Même si le répertoire de l’artiste porte sur des histoires personnelles, la voix de Dieudonné Larose a porté plusieurs causes et revendications sociales, qu’elles soient de nature nationales ou universelles. Le sort des braceros en République dominicaine, l’esclavage, la guerre mondiale. « je suis un chanteur responsable. Pas engagé, mais responsable. Un artiste doit être impartial pour parler des problèmes de son pays et de ceux qui y vivent `», confie ce messager qui dit avoir la conscience tranquille à présent, estimant avoir diffusé assez de messages pour éveiller notre conscience. 

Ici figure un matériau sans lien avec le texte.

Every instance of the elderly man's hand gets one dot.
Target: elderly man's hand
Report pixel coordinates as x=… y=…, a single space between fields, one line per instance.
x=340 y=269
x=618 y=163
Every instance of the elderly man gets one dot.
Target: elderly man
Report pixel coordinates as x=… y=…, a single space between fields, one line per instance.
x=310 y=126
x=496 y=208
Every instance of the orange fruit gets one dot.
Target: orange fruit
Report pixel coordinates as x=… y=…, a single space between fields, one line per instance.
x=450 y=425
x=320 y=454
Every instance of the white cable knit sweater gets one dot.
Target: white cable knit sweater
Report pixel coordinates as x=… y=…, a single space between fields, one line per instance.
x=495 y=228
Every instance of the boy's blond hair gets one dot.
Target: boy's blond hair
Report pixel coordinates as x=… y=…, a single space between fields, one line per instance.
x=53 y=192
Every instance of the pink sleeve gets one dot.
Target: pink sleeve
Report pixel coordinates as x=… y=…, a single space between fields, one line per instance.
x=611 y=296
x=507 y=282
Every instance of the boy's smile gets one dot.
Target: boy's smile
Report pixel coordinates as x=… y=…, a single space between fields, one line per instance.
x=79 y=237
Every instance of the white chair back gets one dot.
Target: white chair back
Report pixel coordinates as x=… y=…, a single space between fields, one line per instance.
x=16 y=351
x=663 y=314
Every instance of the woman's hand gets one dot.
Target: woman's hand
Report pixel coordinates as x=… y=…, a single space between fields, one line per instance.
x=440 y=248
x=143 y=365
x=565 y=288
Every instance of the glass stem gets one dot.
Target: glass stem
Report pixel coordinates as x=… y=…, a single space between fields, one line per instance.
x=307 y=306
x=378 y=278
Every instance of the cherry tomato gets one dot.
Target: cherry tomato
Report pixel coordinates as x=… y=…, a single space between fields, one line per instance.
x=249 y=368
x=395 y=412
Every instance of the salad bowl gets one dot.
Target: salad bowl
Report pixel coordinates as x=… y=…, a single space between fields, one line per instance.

De temps à autre au cours de cette entrevue, il remonte les bretelles aux autorités et aux hommes politiques haïtiens qui se contentent de remplir leurs poches au lieu de résoudre les vrais problèmes sociaux qui minent la société. Il insiste sur la nécessité d’encadrer véritablement les talents pour mieux canaliser les jeunes. Comme un palliatif à la délinquance juvénile. Toutefois, s’il se préoccupe de la situation actuelle du pays, il ne regrette pas pourtant d’avoir quitté Haïti. « Je ne regrette pas être parti. On moun tankou m, jan Ayiti ye la a, se nan gang pou ou viv ladan l, m tap al oblije al nan gang petèt, pase si talan pa ka sèvi w e fò w viv, fò w fonksyone…  Tout peyi ki pa kreye anplwa, ki pa ankadre moun, se anachi l ap fini pa ye », s’alarme-t-il. 

Un homme à femmes ?

Vingt-six enfants avec 12 mères, voilà un peu l’étendue de la famille Larose. Mais c’est le contraire qui aurait été étonnant puisque faire de la musique et faire l’amour viennent en tête de liste de ses activités favorites. « Si je m’y étais mis sérieusement, j’aurais pu avoir un millier d’enfants », lance-t-il mi sérieux, mi amusé. En réalité, il aime les enfants, et les femmes et ces derniers le lui retournent volontiers. « Je suis un homme aimé. Ce n’est pas une question d’argent, on m’aime naturellement. Certes, on peut refuser certaines relations, mais dèfwa lè w refize, yo pral ba w w non pote wi, fò w fè atansyon », ironise cet homme de 77 ans, qui ne fume ni ne boit, gardant un œil ouvert sur lui-même et sur la vie.